The Road Less Traveled — Dead Horse Point State Park, Utah

  • Tom Dell
  • Tagged , ,
  • September 2, 2015
  • One of my favorite road trip hubs in North America is the small Utah town of Moab. It’s literally surrounded by spectacular red rock canyon country, including two outstanding national parks – Arches and Canyonlands. In addition, Moab is the operations hub of more whitewater rafting companies and 4WD tour operators than you can shake a selfie stick at. It’s also America’s mountain biking capital, with a vast network of  outstanding slickrock trails.

    A small Mormon ranching and mining town just a quarter century ago, Moab has become a big-time tourism magnet full of hotels, upscale restaurants and brewpubs. If you visit Moab, plan to spend at least a few days here. You’ll need room reservations just about any time of year.

    So you wouldn’t think we’d find a destination for our Road Less Traveled series in this area. Yet, despite Moab’s tourism hubbub, one of the Southwest’s finest viewpoints remains relatively uncrowded. That’s Dead Horse Point State Park, located 32 miles from Moab just off the road into Canyonlands National Park’s Island in the Sky District. It’s an awesome view that you won’t want to miss.

    Red Rocks 12-13 415
    Looking southeast down Shafer Canyon, you can see the 12,000-foot La Sal Mountains

    The setting is amazing. Two thousand feet above the Colorado River is a plateau separated from a larger plateau by a 30-foot-wide isthmus called “The Neck.” The river here makes a 180-degree meander just to the south, making for more dramatic views than you’ll find anyplace not named Grand Canyon. Cowboys used the plateau as a corral for horses. As the story goes, some horses were trapped there when someone neglected to leave the barrier open. The horses perished of thirst in sight of the river below.

    The park has a visitor center, a campground, several hiking trails, and an extensive system of mountain bike trails. But the park is all about the views. From any of the viewpoints, you can see just about forever. The air is especially clear in fall and winter, as you can see from the accompanying photos, which were taken in late December 2013 just after dawn (10 degrees!)  Avoid summer; this is desert country.

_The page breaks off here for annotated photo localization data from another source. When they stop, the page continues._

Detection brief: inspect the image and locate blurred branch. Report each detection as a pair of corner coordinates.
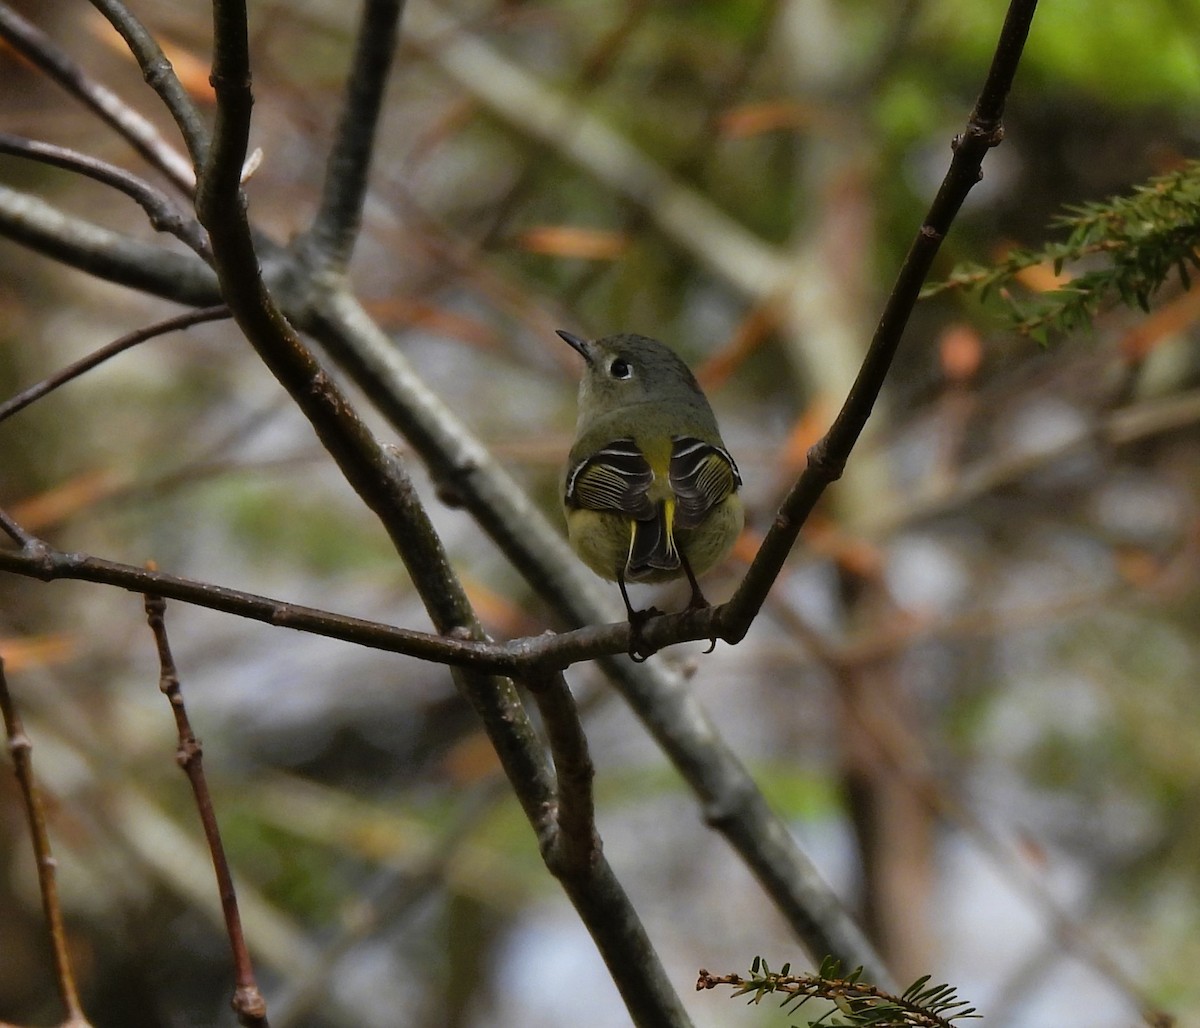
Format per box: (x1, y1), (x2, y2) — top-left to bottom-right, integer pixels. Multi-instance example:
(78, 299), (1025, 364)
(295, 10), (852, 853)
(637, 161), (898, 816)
(87, 0), (211, 169)
(404, 1), (789, 300)
(270, 783), (509, 1028)
(142, 588), (268, 1027)
(0, 133), (210, 256)
(0, 306), (229, 425)
(0, 186), (220, 303)
(721, 0), (1041, 642)
(0, 659), (93, 1028)
(303, 0), (406, 274)
(398, 0), (863, 409)
(0, 3), (195, 192)
(770, 593), (1177, 1027)
(859, 380), (1200, 538)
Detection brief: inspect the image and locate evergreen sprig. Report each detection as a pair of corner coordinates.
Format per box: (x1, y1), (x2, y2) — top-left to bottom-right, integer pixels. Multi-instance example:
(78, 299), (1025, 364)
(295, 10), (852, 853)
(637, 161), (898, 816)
(923, 160), (1200, 342)
(697, 956), (979, 1028)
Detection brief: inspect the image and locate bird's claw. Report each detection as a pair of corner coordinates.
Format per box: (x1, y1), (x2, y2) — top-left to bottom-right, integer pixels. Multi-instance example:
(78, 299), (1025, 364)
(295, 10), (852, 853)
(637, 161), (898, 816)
(627, 605), (663, 661)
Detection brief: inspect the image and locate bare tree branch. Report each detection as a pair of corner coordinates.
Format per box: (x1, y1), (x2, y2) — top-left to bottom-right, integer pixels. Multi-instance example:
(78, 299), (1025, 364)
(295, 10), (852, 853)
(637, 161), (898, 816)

    The entry fee is $10 per vehicle. From Moab, drive 9 miles north on US 191, turn left onto SR 313, then drive 23 miles to the park. Four miles before the park entrance, the Island in the Sky Road to Canyonlands National Park branches off to the right. You’ll want to visit Canyonlands, too; it has less than half the annual visitation as Arches, which is just outside Moab.